While the two may not be at odds with each other, they are clearly throwing some shade as they look reflect back on their time together.
It started with Kevin Durant, who said, in an interview with the Wall Street Journal, that he never felt quite right with the Warriors. He went on to talk about how he felt different from the "homegrown" stars, and at one point even attacked their offensive schemes.
"The motion offense we run in Golden State, it only works to a certain point," Durant told the Wall Street Journal last week. "We can totally rely on our system for maybe the first two rounds. Then the next two rounds we're going to have to mix in individual play. We've got to throw teams off, because they're smarter in that round of playoffs."
After letting it sit in the news for about a week, Steph Curry had an interview of his own, where he responded to a number of Durant's comments, including the one about their apparently "flawed" motion offense.
"Well, I don't care what plays we ran," Curry said to ESPN's Rachel Nichols. "We won two championships. And at the end of the day, we had a lotta talent and there was an expectation of us figuring out how to balance all that. And we talked a lot about it throughout the three-year run. It wasn't always perfect, but I think in terms of, you know, the results and what we were able to do on the floor, that kinda speaks for itself. We all wanna play iso-ball at the end of the day in some way, shape or form. But I'd rather have some championships, too."

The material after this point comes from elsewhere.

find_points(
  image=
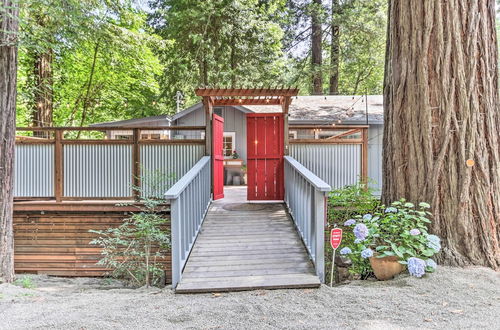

Essentially, Durant wanted to shine more on the offensive end. To his credit, his usage rate and field goals attempts did take a dip when he made the move to Golden State -- but not by much. His average with the Thunder was 19.1 attempts with a 30.5% usage rate. Those numbers changed to 17.5 and 29.1 with the Warriors.
His efficiency went up, his rebounds and assists went up, and he was able to win two NBA Championships alongside Curry and Klay. In hindsight, isn't giving up the ball a little more worth all that success?